SEBAC unions are complaining about staff cuts. Yet, staffing re-attained pre-COVID level almost two years ago. If productivity is an issue, perhaps reconsider workers’ right to work at home four of five days a week, a work rule confirmed by a labor arbitrator.  SEBAC claims that state employees are more productive at home… of course, without them commuting to work, there is less traffic congestion and climate-damaging emissions, our paramount public policy goals, right!  If recruiting is actually a problem, offer signing bonuses – at a fraction of the cost of a general wage increase.

Lamont is feeling the squeeze. Ever the smart negotiator, back in April, he promised the unions raises “every year I am here,” taking off the table even the threat of a wage freeze, such as his predecessor, Democrat Dannel Malloy imposed three times.

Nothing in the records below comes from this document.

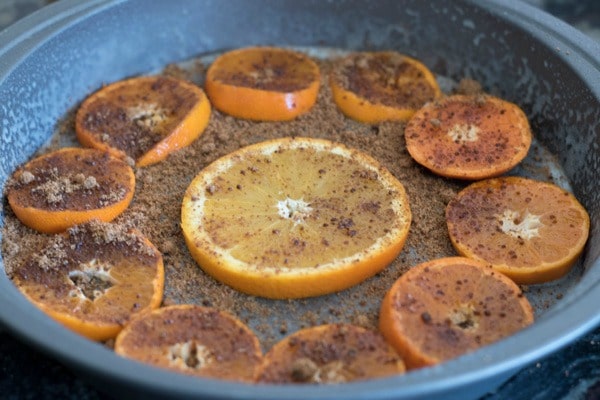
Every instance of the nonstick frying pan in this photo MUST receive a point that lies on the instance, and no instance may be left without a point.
(51, 60)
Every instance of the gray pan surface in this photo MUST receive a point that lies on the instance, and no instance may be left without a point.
(53, 59)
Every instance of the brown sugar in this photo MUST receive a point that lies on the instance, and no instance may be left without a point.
(155, 211)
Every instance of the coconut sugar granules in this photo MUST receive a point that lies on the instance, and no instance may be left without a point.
(155, 211)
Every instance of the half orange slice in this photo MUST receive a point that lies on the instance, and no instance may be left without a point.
(144, 118)
(68, 187)
(447, 307)
(531, 231)
(94, 278)
(468, 137)
(263, 83)
(381, 86)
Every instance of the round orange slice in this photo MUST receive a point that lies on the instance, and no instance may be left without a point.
(447, 307)
(330, 354)
(263, 83)
(68, 187)
(292, 218)
(373, 87)
(93, 278)
(145, 118)
(193, 340)
(529, 230)
(468, 136)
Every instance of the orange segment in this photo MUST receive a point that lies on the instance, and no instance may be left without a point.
(94, 278)
(447, 307)
(468, 136)
(68, 187)
(192, 340)
(144, 118)
(263, 83)
(381, 86)
(330, 354)
(529, 230)
(293, 218)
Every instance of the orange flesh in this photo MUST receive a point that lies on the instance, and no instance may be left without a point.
(70, 186)
(92, 279)
(144, 118)
(330, 354)
(468, 137)
(381, 86)
(529, 230)
(263, 83)
(193, 340)
(447, 307)
(254, 222)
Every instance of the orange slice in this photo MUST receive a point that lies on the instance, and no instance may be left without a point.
(447, 307)
(68, 187)
(330, 354)
(192, 340)
(294, 218)
(144, 118)
(263, 83)
(93, 278)
(529, 230)
(468, 136)
(373, 87)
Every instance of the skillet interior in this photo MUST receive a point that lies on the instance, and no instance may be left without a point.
(55, 58)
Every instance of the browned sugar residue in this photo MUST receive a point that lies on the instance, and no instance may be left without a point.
(137, 119)
(155, 211)
(74, 264)
(380, 78)
(53, 184)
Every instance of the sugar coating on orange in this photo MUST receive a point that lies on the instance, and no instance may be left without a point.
(70, 186)
(330, 354)
(263, 83)
(192, 340)
(530, 230)
(373, 87)
(93, 278)
(468, 136)
(292, 218)
(447, 307)
(144, 118)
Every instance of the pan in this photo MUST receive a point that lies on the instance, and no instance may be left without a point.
(53, 59)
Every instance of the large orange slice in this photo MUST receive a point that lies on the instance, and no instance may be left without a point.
(93, 278)
(293, 218)
(468, 136)
(531, 231)
(330, 354)
(373, 87)
(144, 118)
(447, 307)
(68, 187)
(192, 340)
(263, 83)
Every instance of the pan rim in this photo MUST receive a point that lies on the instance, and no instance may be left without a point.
(549, 333)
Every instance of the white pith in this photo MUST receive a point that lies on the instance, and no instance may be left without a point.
(515, 224)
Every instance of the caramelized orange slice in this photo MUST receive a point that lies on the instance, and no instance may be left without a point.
(529, 230)
(447, 307)
(381, 86)
(192, 340)
(93, 278)
(144, 118)
(468, 136)
(330, 354)
(293, 218)
(68, 187)
(263, 83)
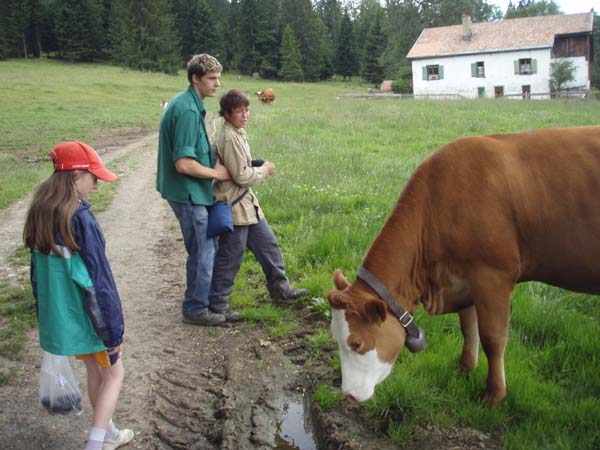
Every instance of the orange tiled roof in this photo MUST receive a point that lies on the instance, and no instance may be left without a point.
(526, 32)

Lamont’s answer to the competition between SEBAC and Medicaid beneficiaries, is to draw down the rainy-day fund. Yes, there is about $4 billion in the RDF, but what happens if it really rains?

Moreover, by law, special contributions to the state employee pension fund via what’s called the Volatility Cap can only be made after RDF funding is fully replenished. So, Lamont would be reversing the “pension progress” about which he has been crowing.

Even with $6 billion in special deposits, pension progress has been minimal, because pensions are based upon wages, and, when wages go up 33%, so do future pension liabilities. In fact, future pension liabilities have increased $9 billion, or 26%, in the first five years under Lamont from $34 billion to $43 billion. We don’t know the figure yet for the sixth year.

If all of this strikes you as outrageous, you are not alone. Everyone who hears the truth about Connecticut state employee wages and benefits is outraged. So, no one in Hartford wants the public to know the truth. SEBAC can count on the absolute loyalty of union-friendly Democrats holding supermajorities in Hartford. Others fear that, if the public knew the truth, the citizenry would rise up and demand change.

That would be awkward, since change is virtually impossible. State employee compensation is a rigged game. By law, labor contracts must be submitted to, and approved by, the General Assembly. But, if they are rejected, or not voted upon, they are sent out for arbitration, not for renegotiation. Democracy in action: the largest item in the state budget is decided ultimately by one unelected union-friendly arbitrator. No legislator need cast a vote, which is convenient since, someday, the public may discover the truth and resolve to “throw out the bums” who approved this gravy train.

Medicaid beneficiaries will lose benefits before state employees lose a dime. Or taxes will increase.